Sensitivity to crossover and mutation probabilities in Levee's setback optimization

  • Authors:
  • M. Shafiei;O. Bozorg Haddad

  • Affiliations:
  • Department of Civil Engineering, Iran University of Science and Technology, Tehran, Iran;Department of Civil Engineering, Iran University of Science and Technology, Tehran, Iran

  • Venue:
  • EC'05 Proceedings of the 6th WSEAS international conference on Evolutionary computing
  • Year:
  • 2005

Quantified Score

Hi-index 0.00

Visualization

Abstract

Floods are one of the major natural disasters that often threaten human lives and cause significant economic losses around the world. The history of mankind is filled with the stories of our struggles with floods to protect human races and to sustain the progression of our civilizations. Flood defense systems are designed and constructed to protect low-lying areas against flooding. Engineering design often is at the final stage for finding technical means to best accomplish the project goals. Over the years, risk-based design and optimization methods have proven to be useful tools to obtain economic design of protection systems. The most common economic framework for floodplain management is minimization of expected annual damages and flood management expenses, structural and nonstructural flood control options.
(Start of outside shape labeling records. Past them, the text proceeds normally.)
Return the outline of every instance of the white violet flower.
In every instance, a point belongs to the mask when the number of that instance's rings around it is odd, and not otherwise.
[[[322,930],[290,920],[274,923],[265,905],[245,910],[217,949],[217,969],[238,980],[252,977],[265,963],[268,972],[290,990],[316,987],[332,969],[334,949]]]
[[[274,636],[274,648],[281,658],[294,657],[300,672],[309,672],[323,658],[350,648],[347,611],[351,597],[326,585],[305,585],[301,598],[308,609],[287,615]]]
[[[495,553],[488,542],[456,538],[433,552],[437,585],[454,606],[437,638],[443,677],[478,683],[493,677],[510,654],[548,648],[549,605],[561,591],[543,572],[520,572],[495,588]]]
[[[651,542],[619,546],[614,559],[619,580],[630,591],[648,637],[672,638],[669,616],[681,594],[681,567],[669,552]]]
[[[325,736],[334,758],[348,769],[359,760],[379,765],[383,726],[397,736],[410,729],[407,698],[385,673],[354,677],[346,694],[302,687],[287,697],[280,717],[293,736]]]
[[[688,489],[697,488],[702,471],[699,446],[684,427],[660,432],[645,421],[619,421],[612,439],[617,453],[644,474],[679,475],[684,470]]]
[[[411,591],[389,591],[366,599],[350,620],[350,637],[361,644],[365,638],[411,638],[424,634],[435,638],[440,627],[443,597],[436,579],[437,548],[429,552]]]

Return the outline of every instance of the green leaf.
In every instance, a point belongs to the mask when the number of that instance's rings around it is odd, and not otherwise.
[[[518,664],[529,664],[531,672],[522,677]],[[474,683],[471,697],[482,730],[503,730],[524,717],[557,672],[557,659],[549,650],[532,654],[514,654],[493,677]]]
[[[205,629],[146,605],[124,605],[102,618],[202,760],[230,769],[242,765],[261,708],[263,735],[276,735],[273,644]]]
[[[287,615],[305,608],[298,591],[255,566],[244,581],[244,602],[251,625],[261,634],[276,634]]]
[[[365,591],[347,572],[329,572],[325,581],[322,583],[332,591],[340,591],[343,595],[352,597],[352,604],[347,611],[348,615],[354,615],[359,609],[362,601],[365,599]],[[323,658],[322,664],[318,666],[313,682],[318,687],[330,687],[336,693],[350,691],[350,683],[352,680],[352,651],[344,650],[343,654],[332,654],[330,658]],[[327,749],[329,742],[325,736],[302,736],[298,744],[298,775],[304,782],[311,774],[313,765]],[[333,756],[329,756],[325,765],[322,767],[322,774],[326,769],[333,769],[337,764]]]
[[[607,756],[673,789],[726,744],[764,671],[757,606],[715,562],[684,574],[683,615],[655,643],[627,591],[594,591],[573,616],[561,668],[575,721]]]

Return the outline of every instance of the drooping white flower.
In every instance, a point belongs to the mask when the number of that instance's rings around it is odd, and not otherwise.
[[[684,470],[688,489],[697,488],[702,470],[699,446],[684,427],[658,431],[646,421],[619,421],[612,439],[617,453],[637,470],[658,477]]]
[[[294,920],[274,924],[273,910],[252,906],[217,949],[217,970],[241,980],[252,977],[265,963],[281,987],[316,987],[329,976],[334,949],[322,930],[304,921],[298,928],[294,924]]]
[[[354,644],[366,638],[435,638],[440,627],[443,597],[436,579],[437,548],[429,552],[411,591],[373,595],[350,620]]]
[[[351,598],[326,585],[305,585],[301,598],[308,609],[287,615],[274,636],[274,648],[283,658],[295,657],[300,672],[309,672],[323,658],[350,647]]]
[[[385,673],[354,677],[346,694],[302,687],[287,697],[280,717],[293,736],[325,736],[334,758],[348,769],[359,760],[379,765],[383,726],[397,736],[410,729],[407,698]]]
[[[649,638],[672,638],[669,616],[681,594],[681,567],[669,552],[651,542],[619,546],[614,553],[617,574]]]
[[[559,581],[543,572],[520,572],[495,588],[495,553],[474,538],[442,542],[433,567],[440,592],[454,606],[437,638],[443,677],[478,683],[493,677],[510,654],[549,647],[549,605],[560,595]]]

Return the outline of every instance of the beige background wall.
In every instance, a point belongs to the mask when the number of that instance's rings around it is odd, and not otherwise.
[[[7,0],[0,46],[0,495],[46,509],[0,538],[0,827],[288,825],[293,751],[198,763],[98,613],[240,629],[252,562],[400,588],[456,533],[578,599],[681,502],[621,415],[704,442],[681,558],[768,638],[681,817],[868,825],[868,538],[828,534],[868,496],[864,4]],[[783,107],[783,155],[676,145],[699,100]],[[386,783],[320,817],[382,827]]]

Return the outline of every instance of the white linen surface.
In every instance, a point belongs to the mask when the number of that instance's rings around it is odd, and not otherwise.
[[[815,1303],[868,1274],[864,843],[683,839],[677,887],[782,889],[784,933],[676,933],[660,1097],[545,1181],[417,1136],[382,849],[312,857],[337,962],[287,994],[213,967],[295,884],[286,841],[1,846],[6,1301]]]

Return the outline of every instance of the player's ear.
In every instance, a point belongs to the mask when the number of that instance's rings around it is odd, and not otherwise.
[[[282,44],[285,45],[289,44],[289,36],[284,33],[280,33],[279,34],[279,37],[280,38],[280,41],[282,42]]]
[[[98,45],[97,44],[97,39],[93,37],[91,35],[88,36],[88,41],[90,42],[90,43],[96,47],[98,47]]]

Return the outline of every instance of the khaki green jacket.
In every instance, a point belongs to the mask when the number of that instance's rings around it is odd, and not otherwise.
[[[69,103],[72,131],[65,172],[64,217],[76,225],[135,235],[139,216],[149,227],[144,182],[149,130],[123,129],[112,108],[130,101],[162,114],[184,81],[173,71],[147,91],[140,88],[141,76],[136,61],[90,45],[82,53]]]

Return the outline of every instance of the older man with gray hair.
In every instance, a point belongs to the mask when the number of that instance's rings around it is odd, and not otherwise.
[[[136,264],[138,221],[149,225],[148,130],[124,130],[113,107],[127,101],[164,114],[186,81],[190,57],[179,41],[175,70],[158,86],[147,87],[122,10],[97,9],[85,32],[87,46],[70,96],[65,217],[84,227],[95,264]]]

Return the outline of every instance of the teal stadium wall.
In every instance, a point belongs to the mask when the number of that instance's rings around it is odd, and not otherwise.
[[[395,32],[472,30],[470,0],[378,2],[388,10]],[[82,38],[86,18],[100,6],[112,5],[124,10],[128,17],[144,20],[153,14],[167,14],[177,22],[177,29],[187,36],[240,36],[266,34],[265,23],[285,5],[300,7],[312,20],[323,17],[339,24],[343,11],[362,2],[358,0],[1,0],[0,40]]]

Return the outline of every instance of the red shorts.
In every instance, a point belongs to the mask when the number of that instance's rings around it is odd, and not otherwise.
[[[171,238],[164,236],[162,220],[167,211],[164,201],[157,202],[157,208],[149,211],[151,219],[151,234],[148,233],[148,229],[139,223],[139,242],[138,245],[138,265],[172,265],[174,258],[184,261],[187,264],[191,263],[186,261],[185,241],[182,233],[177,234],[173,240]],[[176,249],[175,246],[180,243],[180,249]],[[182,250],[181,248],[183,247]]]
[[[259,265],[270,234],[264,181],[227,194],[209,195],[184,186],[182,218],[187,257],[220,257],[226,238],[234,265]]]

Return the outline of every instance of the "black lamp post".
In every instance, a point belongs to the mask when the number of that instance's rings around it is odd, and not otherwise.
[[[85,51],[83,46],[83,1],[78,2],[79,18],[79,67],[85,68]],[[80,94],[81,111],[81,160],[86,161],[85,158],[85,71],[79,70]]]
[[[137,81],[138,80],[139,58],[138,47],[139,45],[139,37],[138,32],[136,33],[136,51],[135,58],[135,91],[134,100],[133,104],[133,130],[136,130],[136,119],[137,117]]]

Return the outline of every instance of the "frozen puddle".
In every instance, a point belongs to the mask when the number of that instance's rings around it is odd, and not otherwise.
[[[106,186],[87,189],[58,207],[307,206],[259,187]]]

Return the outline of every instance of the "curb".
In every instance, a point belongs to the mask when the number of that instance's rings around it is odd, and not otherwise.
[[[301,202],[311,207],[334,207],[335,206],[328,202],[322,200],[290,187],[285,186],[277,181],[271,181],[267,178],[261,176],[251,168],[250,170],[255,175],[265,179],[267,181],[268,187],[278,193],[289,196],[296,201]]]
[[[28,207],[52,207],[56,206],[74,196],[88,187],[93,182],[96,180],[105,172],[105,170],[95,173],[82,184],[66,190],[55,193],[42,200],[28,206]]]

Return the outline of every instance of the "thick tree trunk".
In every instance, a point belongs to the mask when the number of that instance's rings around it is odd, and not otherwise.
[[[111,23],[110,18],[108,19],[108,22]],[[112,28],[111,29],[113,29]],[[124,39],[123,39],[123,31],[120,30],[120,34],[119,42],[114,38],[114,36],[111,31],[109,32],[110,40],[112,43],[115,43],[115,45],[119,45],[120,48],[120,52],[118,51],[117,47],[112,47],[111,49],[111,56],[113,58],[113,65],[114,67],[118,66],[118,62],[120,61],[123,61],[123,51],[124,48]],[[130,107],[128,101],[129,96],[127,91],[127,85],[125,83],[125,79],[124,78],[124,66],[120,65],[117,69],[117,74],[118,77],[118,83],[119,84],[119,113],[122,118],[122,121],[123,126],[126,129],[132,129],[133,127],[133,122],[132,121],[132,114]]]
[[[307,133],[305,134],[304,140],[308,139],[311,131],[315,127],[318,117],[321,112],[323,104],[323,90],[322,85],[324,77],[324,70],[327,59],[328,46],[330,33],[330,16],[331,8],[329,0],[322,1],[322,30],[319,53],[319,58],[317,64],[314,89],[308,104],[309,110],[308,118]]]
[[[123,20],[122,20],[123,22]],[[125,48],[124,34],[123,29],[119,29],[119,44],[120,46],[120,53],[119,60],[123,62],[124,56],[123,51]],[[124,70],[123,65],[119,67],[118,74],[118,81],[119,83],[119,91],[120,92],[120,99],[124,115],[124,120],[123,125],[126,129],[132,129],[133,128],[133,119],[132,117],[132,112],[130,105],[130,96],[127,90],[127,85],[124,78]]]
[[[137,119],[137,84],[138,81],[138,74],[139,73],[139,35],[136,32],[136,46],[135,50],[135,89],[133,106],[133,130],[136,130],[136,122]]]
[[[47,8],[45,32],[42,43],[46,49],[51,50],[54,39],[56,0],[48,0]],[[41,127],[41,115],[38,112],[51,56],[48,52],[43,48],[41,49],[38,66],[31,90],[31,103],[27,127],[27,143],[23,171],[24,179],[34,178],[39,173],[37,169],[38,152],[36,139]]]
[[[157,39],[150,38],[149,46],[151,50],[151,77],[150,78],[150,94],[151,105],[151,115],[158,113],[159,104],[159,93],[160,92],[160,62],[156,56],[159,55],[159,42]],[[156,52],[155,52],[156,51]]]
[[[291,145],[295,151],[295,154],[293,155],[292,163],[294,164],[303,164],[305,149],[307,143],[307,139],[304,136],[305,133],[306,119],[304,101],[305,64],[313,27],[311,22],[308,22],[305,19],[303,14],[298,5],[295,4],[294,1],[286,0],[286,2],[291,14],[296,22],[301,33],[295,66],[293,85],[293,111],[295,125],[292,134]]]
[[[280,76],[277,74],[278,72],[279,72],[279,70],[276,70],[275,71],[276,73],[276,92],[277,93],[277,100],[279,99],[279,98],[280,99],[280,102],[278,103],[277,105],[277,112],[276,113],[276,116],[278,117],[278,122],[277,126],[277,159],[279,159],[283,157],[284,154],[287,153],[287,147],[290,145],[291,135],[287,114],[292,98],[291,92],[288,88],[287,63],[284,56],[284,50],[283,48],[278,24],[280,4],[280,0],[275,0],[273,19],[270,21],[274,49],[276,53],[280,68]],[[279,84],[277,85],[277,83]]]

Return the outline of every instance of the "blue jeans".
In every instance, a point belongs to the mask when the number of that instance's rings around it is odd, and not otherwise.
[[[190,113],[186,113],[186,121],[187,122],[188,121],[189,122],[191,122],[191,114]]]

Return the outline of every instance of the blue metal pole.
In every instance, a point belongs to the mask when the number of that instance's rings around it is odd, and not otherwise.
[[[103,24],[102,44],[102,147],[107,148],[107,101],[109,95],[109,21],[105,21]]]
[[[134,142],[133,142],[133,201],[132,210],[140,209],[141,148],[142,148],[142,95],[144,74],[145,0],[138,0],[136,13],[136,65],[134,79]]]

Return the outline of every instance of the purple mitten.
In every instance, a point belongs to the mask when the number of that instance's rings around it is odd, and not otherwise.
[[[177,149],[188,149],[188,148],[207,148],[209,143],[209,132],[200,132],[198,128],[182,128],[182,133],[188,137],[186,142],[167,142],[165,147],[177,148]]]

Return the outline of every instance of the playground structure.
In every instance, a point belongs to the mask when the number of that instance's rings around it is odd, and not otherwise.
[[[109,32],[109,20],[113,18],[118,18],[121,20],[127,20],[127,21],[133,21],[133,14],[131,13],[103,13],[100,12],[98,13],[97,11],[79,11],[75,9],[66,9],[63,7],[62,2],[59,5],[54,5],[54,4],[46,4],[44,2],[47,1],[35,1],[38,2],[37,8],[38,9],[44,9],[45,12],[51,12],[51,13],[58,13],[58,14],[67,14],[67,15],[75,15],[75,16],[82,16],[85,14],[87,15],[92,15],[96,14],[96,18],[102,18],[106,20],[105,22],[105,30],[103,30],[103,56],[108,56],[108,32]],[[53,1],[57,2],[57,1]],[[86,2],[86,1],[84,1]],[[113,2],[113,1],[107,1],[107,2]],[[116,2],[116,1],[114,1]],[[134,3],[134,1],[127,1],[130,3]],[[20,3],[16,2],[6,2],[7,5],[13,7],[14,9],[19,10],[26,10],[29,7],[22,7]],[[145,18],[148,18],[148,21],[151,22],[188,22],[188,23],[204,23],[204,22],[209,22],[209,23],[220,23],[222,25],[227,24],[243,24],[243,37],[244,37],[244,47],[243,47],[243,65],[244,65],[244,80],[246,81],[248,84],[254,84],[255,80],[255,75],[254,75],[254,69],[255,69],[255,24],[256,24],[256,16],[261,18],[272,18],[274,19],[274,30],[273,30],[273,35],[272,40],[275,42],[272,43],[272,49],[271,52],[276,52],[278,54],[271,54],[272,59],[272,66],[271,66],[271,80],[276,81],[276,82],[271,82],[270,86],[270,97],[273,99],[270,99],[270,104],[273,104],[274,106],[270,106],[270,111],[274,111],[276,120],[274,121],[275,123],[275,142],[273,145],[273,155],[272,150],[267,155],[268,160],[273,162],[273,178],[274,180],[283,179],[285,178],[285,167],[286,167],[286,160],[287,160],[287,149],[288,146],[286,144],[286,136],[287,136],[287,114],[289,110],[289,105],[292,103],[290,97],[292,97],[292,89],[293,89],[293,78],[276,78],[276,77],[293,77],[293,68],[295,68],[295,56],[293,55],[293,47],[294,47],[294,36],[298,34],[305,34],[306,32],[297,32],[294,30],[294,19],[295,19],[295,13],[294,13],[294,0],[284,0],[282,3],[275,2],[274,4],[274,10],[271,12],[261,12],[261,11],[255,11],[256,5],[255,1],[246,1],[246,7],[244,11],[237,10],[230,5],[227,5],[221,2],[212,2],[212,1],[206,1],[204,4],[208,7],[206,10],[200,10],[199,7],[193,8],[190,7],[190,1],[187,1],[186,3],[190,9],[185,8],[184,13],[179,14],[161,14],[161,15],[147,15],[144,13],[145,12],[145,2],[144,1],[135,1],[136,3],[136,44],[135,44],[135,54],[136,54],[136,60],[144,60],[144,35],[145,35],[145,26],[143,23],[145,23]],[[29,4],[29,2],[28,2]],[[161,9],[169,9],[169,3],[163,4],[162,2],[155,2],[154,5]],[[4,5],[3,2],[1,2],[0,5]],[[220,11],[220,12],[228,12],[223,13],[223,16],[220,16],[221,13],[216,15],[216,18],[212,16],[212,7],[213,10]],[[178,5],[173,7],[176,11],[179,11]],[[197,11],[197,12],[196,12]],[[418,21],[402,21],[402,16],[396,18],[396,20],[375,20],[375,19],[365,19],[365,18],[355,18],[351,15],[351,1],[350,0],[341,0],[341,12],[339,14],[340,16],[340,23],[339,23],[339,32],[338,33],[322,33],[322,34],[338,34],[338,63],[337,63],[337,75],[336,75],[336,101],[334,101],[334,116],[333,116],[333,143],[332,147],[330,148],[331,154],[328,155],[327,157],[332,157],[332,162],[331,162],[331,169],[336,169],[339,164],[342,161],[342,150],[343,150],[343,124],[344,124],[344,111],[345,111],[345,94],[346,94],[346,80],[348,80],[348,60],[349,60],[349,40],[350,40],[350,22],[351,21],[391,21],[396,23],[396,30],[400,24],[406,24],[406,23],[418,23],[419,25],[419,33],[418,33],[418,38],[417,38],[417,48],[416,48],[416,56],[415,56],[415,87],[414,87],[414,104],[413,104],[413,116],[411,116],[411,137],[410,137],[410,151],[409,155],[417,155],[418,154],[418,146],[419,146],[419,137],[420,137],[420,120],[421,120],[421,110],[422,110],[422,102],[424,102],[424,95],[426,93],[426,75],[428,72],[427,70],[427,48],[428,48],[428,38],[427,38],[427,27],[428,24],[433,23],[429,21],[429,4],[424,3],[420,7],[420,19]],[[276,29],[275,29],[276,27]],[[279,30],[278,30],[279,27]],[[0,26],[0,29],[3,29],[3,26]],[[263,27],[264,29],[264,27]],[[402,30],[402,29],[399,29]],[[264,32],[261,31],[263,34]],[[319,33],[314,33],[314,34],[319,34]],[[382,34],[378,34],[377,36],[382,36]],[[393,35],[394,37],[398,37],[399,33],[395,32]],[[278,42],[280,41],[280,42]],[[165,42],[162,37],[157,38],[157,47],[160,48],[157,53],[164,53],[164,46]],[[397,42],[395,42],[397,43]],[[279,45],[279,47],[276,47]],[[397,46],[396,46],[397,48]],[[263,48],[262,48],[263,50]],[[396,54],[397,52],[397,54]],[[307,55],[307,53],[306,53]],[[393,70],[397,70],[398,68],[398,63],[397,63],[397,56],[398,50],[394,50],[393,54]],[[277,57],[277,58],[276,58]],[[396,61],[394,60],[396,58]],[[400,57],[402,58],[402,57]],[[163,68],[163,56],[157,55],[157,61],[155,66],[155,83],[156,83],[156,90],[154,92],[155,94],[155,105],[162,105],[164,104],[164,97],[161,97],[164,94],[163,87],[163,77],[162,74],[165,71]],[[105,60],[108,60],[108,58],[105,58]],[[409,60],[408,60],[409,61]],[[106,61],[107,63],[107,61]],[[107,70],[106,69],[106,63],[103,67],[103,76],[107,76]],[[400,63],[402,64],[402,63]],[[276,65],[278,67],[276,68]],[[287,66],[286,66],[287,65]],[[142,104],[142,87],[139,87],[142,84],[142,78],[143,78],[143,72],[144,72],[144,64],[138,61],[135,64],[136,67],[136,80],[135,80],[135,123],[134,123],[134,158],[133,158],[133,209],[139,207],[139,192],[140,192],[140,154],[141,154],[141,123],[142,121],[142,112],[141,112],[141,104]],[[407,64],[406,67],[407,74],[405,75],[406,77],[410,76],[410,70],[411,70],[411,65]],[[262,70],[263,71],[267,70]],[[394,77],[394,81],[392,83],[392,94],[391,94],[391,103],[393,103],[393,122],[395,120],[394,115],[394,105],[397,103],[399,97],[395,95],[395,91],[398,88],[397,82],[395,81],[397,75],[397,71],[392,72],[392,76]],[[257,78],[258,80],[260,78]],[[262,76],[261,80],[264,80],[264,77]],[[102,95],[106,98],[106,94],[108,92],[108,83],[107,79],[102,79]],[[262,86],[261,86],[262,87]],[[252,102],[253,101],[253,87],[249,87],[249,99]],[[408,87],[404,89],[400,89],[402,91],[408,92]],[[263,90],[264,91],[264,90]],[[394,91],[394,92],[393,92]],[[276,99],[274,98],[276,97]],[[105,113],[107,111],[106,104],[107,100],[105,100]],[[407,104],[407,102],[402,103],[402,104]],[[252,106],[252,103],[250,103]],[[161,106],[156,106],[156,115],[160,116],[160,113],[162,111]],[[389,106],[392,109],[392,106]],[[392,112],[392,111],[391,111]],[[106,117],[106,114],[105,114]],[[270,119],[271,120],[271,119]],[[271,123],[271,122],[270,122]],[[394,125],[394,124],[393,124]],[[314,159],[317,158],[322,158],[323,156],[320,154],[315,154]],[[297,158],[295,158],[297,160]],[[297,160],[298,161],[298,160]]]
Levee systems have been built for flood protection in numerous rivers, lakes and coasts in the world over the long human history. Economic design of a levee system for flood protection involves balancing costs of levee building (height), the losses of land value sacrificed for floodway expansion (setback) and flood damages from inadequate channel capacity. The application of GAs to water resources problems has been increased in recent years. The study of genetic algorithms (GAs) has developed into a powerful optimization approach. GAs have so far had very little applications in flood defense systems optimization. In this paper some new different approaches to GA formulation are considered, along with a range of sensitivity analysis. The object has been to present GAs as a practical tool in levee design optimization and to examine the potential of different GA formulations for solving the problem. The results obtained indicate that there is potential for application of GAs to levees optimization problems, where the objective function is nonlinear and other optimization techniques may be difficult to apply.